Some critical reforms are already underway, such as in banking and in trade (numerous free-trade agreements). The banking sector is slowly but steadily getting privatised, as government-owned banks (PSU banks) lose market share to private banks: the new bank licences to be issued in 2014 will only accelerate the process. The growth of the local bond market is also hastening the process of disintermediation of banks, as longer term borrowing — especially by healthier corporates — is incrementally moving to bond markets. PSU banks in five years’ time will be a much smaller proportion of the banking system than they are now, making for more responsible capital allocation in the economy. This is not very different from the way the airline, metals and telecom industries were privatised: not through the government selling its stake, but through the government-owned company losing market share. The RBI’s proposed new guidelines on bad debts are also likely to make lending more responsible going forward, though it would do little to solve the current problems.
But the complete lull in reform momentum seen in the last eight years means that the investment cycle and, therefore, the economy, is unlikely to recover meaningfully for the next two to three years at least. Even the often discussed fiscal consolidation is unlikely to happen until the economy reaccelerates.
Another perspective on economic growth is that state governments matter more for growth than the Central government. Not that the latter does not matter at all, but it is only one of the many factors driving the economy. Many critical areas, including land, law and order, rural roads and electrification, agricultural procurement and state highways, are all under the state’s jurisdiction. State gross domestic product (GDP) growth has diverged widely over the past two decades, demonstrating the difference state governments can make. And the national GDP is just the sum of state GDPs.

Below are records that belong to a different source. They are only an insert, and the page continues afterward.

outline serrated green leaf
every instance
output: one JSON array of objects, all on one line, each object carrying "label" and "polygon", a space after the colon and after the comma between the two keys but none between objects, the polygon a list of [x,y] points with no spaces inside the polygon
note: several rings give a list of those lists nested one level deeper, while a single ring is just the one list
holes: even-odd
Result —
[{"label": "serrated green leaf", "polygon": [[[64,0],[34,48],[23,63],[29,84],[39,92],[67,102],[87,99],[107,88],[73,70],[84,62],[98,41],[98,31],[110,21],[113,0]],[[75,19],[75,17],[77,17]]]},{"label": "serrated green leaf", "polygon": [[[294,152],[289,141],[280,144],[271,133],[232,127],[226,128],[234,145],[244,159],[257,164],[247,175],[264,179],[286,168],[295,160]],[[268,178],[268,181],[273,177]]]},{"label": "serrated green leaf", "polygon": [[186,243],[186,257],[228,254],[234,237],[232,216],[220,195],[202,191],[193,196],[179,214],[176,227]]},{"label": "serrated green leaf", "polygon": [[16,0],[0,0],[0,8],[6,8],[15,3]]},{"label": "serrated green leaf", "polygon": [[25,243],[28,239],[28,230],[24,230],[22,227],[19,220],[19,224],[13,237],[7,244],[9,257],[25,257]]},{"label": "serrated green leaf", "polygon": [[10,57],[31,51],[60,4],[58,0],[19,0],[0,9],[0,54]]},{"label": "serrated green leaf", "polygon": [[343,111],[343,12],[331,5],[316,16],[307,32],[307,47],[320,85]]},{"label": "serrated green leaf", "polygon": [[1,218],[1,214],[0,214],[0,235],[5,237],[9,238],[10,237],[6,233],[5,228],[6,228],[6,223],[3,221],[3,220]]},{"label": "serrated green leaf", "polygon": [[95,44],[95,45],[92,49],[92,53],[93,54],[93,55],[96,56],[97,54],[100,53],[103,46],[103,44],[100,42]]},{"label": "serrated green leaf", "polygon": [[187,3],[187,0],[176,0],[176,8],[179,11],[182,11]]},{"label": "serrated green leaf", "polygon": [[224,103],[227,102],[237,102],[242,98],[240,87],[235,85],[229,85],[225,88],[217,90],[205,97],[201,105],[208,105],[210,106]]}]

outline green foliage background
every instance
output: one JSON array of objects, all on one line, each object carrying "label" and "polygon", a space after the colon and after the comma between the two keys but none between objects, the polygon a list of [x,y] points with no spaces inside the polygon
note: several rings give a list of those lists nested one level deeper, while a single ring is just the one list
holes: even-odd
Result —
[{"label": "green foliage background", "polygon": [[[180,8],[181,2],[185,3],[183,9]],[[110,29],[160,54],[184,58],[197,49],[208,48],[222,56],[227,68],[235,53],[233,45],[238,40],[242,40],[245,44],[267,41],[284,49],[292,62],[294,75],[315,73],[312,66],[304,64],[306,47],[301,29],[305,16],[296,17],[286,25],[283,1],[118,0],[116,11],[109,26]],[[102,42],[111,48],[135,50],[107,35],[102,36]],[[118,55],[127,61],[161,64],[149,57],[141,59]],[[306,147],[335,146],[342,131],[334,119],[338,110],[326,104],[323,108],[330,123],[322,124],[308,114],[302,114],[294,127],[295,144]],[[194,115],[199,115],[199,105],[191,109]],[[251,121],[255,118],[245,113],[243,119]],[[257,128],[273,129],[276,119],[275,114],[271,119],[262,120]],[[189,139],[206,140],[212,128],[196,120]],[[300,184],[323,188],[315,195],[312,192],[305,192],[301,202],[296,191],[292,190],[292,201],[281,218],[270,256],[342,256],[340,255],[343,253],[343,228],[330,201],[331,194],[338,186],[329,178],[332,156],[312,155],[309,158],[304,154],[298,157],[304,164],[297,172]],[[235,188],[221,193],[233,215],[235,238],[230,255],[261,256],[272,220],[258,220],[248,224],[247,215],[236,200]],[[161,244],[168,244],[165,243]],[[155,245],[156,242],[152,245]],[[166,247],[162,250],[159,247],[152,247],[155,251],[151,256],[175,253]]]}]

Therefore, irrespective of the election outcome in 2014, the next two to three years may not see significant changes in the economic cycle. In addition to the misplaced optimism about what a potential change in government may drive, the current rally is just a short-term correction driven by wide divergence in valuation multiples earlier in the year, exacerbated by continued foreign inflows. The current rally may be a window for investors to shift away from large-scale investment-focused companies to exporters and domestic consumption sectors that will continue to benefit from growth at the bottom of the income pyramid.